The outer half of the curlew′s wing, composed of the ten stiff flight feathers overlapping like a Venetian blind, was the propeller that drove the bird forward, producing the airflow that gave lift to the inner wing. The wing bones were along the leading edge of the wing, and most of the wing behind them consisted of flexible feathers. Hence on the downstroke the pressure of air twisted the wing, bony front edge down and trailing feather edge up, which turned it into a propeller blade pushing air backward and driving the bird ahead. The wingtip flight feathers were additional small propellers, for each central quill was also nearer the front than the rear, so that air pressure twisted each one individually, the same way the whole wing twisted, pushing air backward and adding forward drive. With the upstroke, the air pressure bent the wing and feathers the opposite way, now front edges up and rear edges down, so that the push of feathers against the air still produced a forward propulsion, and the lift force of the inner wing remained uninterrupted with no loss of altitude on the upstroke.
It was all reflexive, automatic, too rapid for conscious control. The curlew completed three or four wingbeats a second to give him a flight speed of fifty miles an hour.
Occasionally one of the curlew′s wings would bite into the harder, spiraling air of a vortex left by the wingtips of a migrating shorebird ahead of him, for even the passage of another bird left a trail in the air that the curlew′s delicately sensitized wings could detect. Usually this alteration in the air pattern was the curlew′s first warning that he was overtaking a flock of birds ahead. When he found one of these vortexes, the curlew took advantage of it and followed it in with one wing riding the updraft edge of the horizontal column of spiraling air. In this way he found a degree of lift ready-made for him and his own wings could work a little easier.

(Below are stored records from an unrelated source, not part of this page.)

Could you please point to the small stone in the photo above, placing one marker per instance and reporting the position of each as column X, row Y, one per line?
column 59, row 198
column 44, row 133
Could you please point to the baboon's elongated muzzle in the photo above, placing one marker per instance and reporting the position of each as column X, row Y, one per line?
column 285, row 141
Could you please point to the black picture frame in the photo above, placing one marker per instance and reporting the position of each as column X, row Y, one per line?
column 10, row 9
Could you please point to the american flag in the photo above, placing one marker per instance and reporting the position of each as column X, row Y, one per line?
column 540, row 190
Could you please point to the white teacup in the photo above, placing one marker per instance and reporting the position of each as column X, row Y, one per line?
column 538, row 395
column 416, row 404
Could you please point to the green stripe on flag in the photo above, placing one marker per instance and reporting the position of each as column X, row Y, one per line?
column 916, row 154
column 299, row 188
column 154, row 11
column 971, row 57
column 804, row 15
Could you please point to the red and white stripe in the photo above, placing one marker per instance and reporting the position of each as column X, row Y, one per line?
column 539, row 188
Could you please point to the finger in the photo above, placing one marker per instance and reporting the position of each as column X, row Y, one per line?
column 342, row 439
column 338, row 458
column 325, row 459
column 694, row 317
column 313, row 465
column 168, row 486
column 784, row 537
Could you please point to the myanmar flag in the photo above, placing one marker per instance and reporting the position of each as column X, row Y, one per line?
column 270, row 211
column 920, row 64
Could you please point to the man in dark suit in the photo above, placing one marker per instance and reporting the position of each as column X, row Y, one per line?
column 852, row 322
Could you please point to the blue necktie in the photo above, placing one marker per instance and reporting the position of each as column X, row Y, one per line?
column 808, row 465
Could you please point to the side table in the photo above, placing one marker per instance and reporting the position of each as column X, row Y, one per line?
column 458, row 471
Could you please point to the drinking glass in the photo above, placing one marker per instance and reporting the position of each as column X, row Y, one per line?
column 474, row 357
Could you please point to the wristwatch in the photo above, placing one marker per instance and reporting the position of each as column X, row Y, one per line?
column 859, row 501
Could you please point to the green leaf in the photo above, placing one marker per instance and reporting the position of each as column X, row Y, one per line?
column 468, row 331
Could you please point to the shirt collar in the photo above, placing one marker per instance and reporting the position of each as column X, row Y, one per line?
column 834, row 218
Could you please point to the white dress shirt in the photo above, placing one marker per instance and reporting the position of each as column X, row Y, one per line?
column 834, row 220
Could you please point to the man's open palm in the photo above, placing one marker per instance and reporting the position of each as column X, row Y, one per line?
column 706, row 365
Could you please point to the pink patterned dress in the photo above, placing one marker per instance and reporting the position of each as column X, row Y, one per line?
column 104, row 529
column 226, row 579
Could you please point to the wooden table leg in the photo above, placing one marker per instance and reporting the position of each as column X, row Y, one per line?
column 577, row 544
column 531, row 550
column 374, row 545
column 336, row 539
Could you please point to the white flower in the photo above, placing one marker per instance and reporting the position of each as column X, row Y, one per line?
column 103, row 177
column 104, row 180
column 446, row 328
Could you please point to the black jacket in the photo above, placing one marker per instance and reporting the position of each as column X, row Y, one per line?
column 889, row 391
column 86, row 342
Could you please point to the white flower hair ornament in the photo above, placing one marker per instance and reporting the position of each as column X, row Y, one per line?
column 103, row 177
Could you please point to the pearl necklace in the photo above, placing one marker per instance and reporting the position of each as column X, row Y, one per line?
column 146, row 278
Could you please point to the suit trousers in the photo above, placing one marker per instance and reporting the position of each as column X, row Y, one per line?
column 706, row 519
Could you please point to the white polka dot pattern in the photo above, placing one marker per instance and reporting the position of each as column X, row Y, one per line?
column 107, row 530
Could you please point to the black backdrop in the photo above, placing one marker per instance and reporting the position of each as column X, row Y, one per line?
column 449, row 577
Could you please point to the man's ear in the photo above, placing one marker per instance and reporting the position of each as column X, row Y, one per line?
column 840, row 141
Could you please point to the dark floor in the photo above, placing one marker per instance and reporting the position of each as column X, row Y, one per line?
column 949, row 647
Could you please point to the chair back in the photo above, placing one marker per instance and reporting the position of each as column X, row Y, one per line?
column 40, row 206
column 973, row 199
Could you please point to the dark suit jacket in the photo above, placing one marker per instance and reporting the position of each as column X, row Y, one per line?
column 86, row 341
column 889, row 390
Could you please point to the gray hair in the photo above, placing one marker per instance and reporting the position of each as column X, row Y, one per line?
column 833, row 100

But no other shorebird except the golden plover flew as fast as the curlew did, and each time he slowly overtook the bird producing the vortex ahead. First he would hear the faint twitter of a flock′s flight notes, the vortex would grow stronger, then the birds would appear as blurred figures against the grey sky in front. The curlew would fly with them for a time, but his greater speed would gradually drive him ahead. Then once more he would be flying alone.